China publishes MRV rules for big-emitting sectors

Published 11:00 on February 9, 2015  /  Last updated at 15:22 on May 11, 2016  /  China, China's National ETS  /  No Comments

China published rules on how to measure, report and verify CO2 emissions for four major sectors of the economy on Monday, as the nation prepares to launch its national carbon market next year.

China published rules on how to measure, report and verify CO2 emissions for four major sectors of the economy on Monday, as the nation prepares to launch its national carbon market next year.

The announcement by the National Reform and Development Commission (NDRC) outlined MRV rules for oil and gas producers, petrochemical firms, coal and coke producers.

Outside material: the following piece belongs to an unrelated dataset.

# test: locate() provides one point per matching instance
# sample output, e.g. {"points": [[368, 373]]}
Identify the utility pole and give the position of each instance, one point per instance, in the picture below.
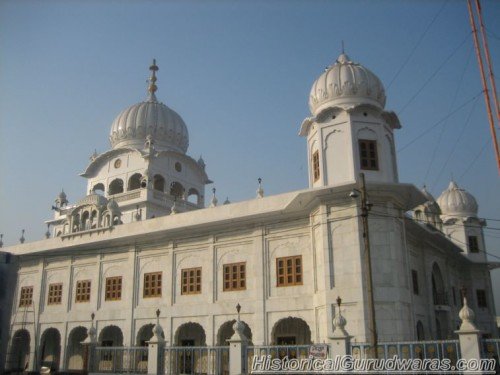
{"points": [[365, 208]]}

China published MRV rules for 10 sectors last year, including electricity generators and iron and steel producers, and plans to set up guidelines for a total of 23 sectors.

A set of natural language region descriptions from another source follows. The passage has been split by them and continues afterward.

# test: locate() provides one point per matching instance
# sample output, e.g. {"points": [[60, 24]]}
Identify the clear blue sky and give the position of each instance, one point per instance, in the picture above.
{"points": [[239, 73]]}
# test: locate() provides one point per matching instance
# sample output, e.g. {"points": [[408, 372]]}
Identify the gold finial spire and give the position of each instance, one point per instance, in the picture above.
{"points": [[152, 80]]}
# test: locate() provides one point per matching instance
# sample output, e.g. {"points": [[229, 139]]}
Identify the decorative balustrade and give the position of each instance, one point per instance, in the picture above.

In early 2014, the NDRC said companies that emitted more than 13,000 tonnes of CO2 or used more than 5,000 tonnes of standard coal in 2010 must report their emissions to the government.

The MRV rules are a crucial step in China’s work to set up a national emissions trading scheme in mid-2016.

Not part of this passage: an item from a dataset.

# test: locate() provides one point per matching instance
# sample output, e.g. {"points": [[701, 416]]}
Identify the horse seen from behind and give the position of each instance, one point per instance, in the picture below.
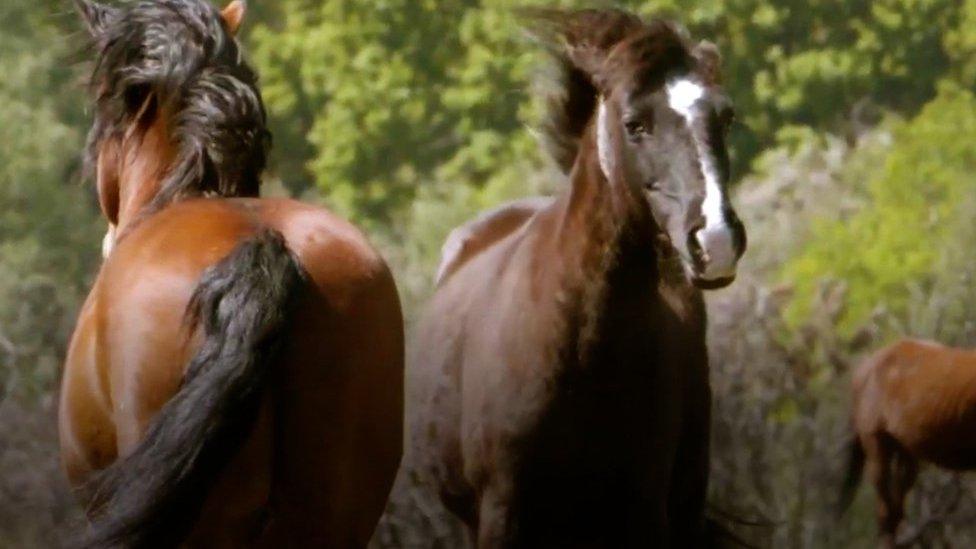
{"points": [[913, 401], [558, 391], [235, 375]]}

Jiang Zhaoli, a director at the NDRC climate change department, told a conference in Beijing last week that the market is likely to cover power, metallurgical industries, non-ferrous metals, building materials and chemicals, and possibly aviation, from the outset, although the Cabinet is still to make a final decision.

According to the NDRC’s current plans, the market will cover facilities emitting over 26,000 tonnes of CO2 annually from the beginning, but that threshold might be lowered eventually, and more sectors will be brought in.

China has pledged to cut its emissions per unit of CO2 to 40-45 percent below 2005 levels by 2020, and to ensure its emissions peak no later than 2030.